The small cast is tight-knit and turns in a great performance, and for once, I have to single out the sound design as being outstanding. A recurring feature of The Death Collectors is a mysterious radio signal, and it’s engineered to sound like a cross between an old modem connect sequence and a scream of blind terror; even though this sound is replayed a lot in the course of the three-part story, it never ceases to be unnerving, and the listener doesn’t have a chance to grow jaded about it. It’s an interesting effect into which a lot of thought and work was obviously poured. There are some interesting directorial choices as well, including the decision to have a female computer voice cheerfully announce that the entire situation is destined to end in death for all.
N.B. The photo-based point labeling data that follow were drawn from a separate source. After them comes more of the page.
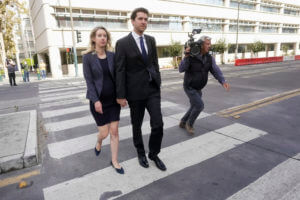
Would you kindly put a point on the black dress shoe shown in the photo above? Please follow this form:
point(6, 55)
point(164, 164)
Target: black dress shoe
point(118, 170)
point(97, 152)
point(159, 164)
point(143, 161)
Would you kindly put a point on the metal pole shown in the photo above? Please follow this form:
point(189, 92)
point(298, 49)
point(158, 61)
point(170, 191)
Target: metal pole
point(74, 43)
point(237, 31)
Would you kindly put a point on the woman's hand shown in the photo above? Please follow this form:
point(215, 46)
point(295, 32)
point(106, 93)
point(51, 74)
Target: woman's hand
point(98, 107)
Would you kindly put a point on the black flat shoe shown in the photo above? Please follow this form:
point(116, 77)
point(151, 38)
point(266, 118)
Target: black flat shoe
point(159, 164)
point(120, 171)
point(97, 152)
point(143, 161)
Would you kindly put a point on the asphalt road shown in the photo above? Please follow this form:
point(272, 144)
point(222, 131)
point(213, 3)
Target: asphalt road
point(245, 152)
This isn’t played for laughs a la Eddie from Hitchhiker’s Guide To The Galaxy – again, the effect is unnerving.
What’s even more interesting is that the main threat in this story could have been – if not for some rather draconian contractual terms forbidding Big Finish to refer directly to the new TV series – either the Vashta Nerada (Silence In The Library / Forest Of The Dead), or something that would evolve into the Vashta Nerada. There’s not even anything to craftily suggest that connection, but the nature of the threat – including the dead explorer’s reanimated/inhabited space suit – is enough to instantly make me think of those TV episodes, and it would explain the tenth Doctor’s familiarity with the creatures as well as his awareness that it’s a threat from which to flee immediately. It really is too bad that the show’s history is carved up like this – it doesn’t really diminish this story, but it would probably help Big Finish move some more CDs if they could weave their audio stories into the larger tapestry of Doctor Who – new as well as old.
There are also a few intriguing implications that this story may take place fairly close to the seventh Doctor’s demise in the 1996 TV movie; Puccini’s “Madame Butterfly” is prominent, and the Doctor even announces his refusal to die “to the sound of elevator music.” It’s a neat and unexpected little reference with just a touch of ironic foreshadowing.
Spider’s Shadow, this CD’s one-part story, adds an almost-too-neat prologue to the loose thread of the Decay left dangling at the end of The Death Collectors, though maybe this is a case where one could make an argument for squeezing a second episode out of the “tag-along” story – it’s all just too quick. Its experiment in non-linear storytelling falls a bit flat as well; there may still be room to play with that as a plot device, but with Creatures Of Beauty and Flip-Flop behind us, both of them enjoyable and interesting, there’s already stiff competition within the Big Finish Doctor Who stories alone. Anyone hoping to do the non-linear thing had better have a good gimmick – better than this one, at any rate.